Maria pursues a career as a recitalist, concerto soloist and chamber musician throughout Russia and Europe. Her solo engagements have included the Russian State Symphony Cinema Orchestra, the Saratov Philharmonic Orchestra, the Nigniy Novgorod Philharmonic Orchestra, the “Kremlin”, “Four Seasons”, and the Chamber Orchestra of the St. Petersburg Philharmonic. She has given solo recitals at music festivals all over the world, has been broadcast widely on Russian TV and radio, and she recorded her first solo CD in 2006. Her list of prestigious scholarships includes the “Russian Performing Arts” Fund for young people of outstanding talent.
On October 2nd, 2009, at 7PM, Maria Krushevskaya will perform at the 11th International Harp Festival in the Royal Palace of Gödöllő, Hungary. She will play a virtuoso programme you can find here. She asked Camac to lend her a harp for the concert, which we have done with great pleasure and pride.
Maria, can you tell me about studying the harp in Russia? How do you work? What are the values?
First I would like to say that in Russia we have a very rigorous education. Harp lessons happen twice a week, very regularly. We begin to study early, when we are about six, which gives us a long training to become musicians. Also I can say that Russians take their professional training very seriously: they want to win competitions, become famous, and get good work in the future.

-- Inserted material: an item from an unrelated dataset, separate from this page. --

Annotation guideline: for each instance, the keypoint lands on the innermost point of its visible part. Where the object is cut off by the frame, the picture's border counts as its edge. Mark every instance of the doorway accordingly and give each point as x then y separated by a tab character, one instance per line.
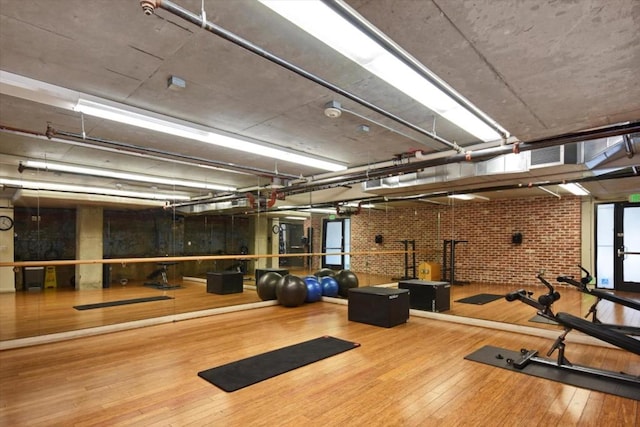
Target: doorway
618	246
336	240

The Russian school is very good technically. From the very beginning, every young harpist practices many different exercises to develop their technique. Sound is also very important: the Russian sound is very strong and round. Most importantly, each young harpist is taught to be a musician first and an instrumentalist second – learning to listen to himself, hear his own sound, and control the whole process of working himself.
You won the Bloomington Competition in 2007, which is obviously a huge achievement. How did you prepare for it, and how did you cope with the pressure when you were there? What do you think you need to have and do to be a serious competitor in a big competition?
Yes, I won the Bloomington Competition because, ever since I was very young, I had a great desire to win. I think the desire to win is a crucial reason behind competition success. That and hard work! I did several competitions before I won the big one in Bloomington, over seventeen years of practice and preparation. My first international competition was in France when I was fifteen – that was when my teacher, Milda Agazarian, decided that I was ready to try international harp competitions. Before the IHC in Bloomington, I played a lot of concerts in Russia and also some concerts abroad, to give me experience both of competitions and on the concert platform. I think I was ready to win Bloomington because of the experience I had accumulated by this time. It doesn’t happen overnight.
I've always had the impression that Russians understand competing very well. Do you think I am right?
I can say only that unfortunately in Russia, harpists don’t have much chance of a good job without notching up formal successes. You especially need the sort of CV competition wins build up to be able to play concerts. So we have to play some competitions, because our careers depend on them. That’s why Russian harpists take competitions so seriously; they understand that they are a chance to prove themselves to be a really talented musician, particularly in Russia. I dream that one day, Russia will be able to guarantee success for our most talented harpists without having to go through this.